No meio disso tudo, ainda há as opiniões pessoais de quem vive o futebol. Opiniões não menos discrepantes que as dos veículos de comunicação.

"Hoje podemos comemorar. Exterminamos um câncer do futebol brasileiro. Finalmente, Ricardo Teixeira renunciou à presidência da CBF." - Romário

"O ideal seria que ele não saísse. Mas, se a saúde o impediu de continuar na presidência da CBF, o importante é lembrar que em seu mandato a Seleção Brasileira conquistou duas Copas do Mundo e ainda o direito de sediar o Mundial de 2014." - Peter Siemsen, presidente do Fluminense

"Foram mais de 10 anos de impunidade e de cumplicidade de autoridades do Executivo, do Legislativo, do Judiciário e principalmente de dirigentes de federações" - Álvaro Dias, senador do PSDB-PR

Agora Ricardo Teixeira vai esperar, em Boca Raton, na Flórida, os próximos passos da justiça suíça.

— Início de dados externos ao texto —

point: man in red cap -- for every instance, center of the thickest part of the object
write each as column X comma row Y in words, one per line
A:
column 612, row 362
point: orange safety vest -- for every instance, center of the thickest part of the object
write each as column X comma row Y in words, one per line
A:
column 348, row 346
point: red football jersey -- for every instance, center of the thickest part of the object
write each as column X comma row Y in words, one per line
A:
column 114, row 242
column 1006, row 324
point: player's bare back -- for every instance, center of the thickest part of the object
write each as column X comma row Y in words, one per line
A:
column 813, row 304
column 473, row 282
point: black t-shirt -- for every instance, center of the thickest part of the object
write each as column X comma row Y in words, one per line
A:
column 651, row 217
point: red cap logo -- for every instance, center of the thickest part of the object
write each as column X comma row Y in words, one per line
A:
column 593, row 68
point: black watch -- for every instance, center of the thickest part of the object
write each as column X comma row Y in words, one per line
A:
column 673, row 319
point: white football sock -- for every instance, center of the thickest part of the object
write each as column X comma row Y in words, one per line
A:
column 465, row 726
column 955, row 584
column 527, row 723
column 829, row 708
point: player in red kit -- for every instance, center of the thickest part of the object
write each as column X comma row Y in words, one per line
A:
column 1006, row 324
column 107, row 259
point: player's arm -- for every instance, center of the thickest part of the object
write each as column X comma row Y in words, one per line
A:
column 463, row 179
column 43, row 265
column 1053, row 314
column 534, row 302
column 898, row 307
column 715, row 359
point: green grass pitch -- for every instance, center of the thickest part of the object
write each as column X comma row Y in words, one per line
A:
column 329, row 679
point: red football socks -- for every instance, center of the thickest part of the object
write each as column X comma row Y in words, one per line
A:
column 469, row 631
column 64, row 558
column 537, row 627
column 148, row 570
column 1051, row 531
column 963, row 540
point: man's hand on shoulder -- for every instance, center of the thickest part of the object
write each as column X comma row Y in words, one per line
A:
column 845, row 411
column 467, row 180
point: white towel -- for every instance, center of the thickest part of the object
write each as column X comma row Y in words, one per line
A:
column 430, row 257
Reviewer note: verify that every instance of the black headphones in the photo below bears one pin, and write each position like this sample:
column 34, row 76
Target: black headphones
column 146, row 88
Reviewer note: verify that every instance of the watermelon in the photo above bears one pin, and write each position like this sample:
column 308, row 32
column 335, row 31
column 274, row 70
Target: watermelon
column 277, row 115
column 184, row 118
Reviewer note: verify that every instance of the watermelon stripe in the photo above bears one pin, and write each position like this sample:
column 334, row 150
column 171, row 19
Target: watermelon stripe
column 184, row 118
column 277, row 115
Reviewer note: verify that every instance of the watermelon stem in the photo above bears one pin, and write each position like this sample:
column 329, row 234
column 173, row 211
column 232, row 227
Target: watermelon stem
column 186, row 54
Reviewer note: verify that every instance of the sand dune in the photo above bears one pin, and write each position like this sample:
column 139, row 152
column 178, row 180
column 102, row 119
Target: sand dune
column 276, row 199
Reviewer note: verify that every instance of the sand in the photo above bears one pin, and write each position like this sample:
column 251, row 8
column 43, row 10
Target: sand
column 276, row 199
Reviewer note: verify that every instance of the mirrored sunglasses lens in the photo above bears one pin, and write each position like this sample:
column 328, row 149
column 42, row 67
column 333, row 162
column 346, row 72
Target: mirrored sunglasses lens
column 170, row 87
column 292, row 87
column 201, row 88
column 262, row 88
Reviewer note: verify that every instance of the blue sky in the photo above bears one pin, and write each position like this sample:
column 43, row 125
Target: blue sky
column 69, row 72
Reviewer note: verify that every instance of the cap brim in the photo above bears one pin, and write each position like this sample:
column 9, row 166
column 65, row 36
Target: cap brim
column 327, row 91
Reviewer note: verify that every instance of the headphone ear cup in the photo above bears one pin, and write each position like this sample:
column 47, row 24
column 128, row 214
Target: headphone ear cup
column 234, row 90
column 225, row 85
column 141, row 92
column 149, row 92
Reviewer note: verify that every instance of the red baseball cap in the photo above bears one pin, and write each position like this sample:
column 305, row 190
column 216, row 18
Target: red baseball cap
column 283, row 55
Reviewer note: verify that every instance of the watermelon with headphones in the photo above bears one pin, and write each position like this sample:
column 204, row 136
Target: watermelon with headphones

Enquanto isso, por aqui, a Corregedoria da Justiça vai investigar o Tribunal Regional Federal da segunda região (TRF-2), que trancou a investigação por lavagem de dinheiro sobre Teixeira por habeas corpus. O despacho de trancamento da desembargadora Nizete Rodrigues Carmo, favorável ao habeas corpus pedido por Teixeira, diz que "não há provas novas que sustentem um processo” contra o dirigente e sua família." A inspeção dos corregedores federais vai de 18 a 28 de março.

Como se vê, o cerco se fecha, aqui e na Suíça. E é por isso, apenas por isso, que Ricardo Teixeira, depois de 23 anos de mandos, desmandos e enriquecimento, correu.